But also, I am learning how very childlike I am in the Lord’s eyes. I am weak, I am helpless, I am confused, and I get lonely. (One glimpse would display a newborn.) I am hardheaded, I am stubborn, and I want my way to be the right way. (Doesn’t that sound like every three year old on the planet?) I am shameful, I try to hide my sins, and I am easily irritated. (Hello, school-age kids!)
Each time I discipline my kids, they are repentant. Each time I come to my Father in prayer, I ask His forgiveness. At the end of every punishment, I remind my children how much I love them, and that nothing they do can change that.
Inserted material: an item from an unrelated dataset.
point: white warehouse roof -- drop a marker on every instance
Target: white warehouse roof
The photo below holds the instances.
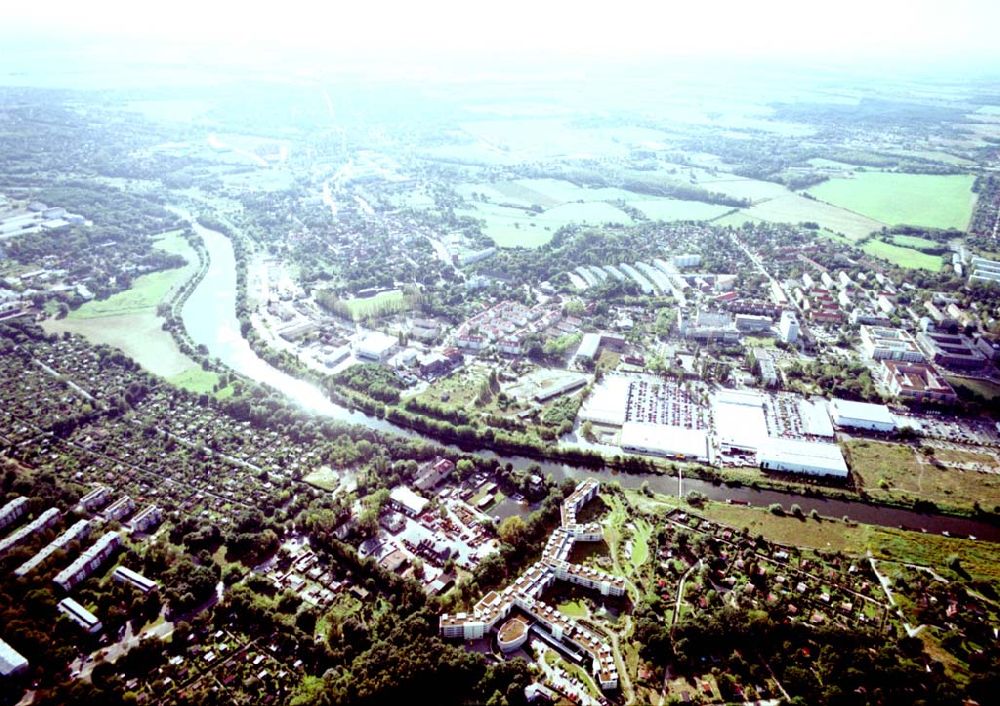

I am, in turn, told that, “neither height nor depth, nor anything else in all creation, will be able to separate us from the love of God that is in Christ Jesus our Lord.” (Romans 8:39)
There is room in the Father’s heart for all of His children! He has infinite patience with us! He promises forgiveness, if we’ll only ask! He is a “compassionate and gracious God, slow to anger, abounding in love and faithfulness.” (Psalm 86:15) It is impossible for me to quantify the enormity of my love for my babies. How much more then, does my Creator love me? What would I not do to save my children from harm? What did Christ do to save me?
Each week, my kids learn a new verse from Scripture. One of the first verses they learned is one of the most commonly quoted, and best known passages in the bible. It embodies the Truth perfectly, and bears repeating here: John 3:16-17 "For God so loved the world that he gave his only begotten Son, that whoever believes in him shall not perish but have everlasting life. For God did not send his Son into the world to condemn the world, but to save the world through Him.”
I make precious few promises to make to my children, because I know how fragile life is, and how easily unexpected circumstances arise. But in the Lord, through Christ, we are given a promise, one that can never be reneged, and one that is not dependent on any circumstance. We are given an eternal promise of salvation. That, my friends, is glorious.
5 comments:
Great post Savannah!
Savannah,
What a great word! You have such a great heart for the Lord, and what a blessing for your children to be raised by such sweet, godly parents.
Love,
Barb
Oh my goodness, Savannah, I LOVE this and of course I LOVE you!!!! Awesome job, girl. I know you are going to write a book someday, and I will be the first in line to buy it. You are such a fantastic momma! I am thankful to God for letting me walk alongside you in our journey as Mothers!
Thanks, friends!
I really am thrilled that Becke' asked me to contribute.
And, of course, I love any chance I get to write about my kids and my Savior!
Thanks for sharing such a great post today. It is very encouraging :) Love ya!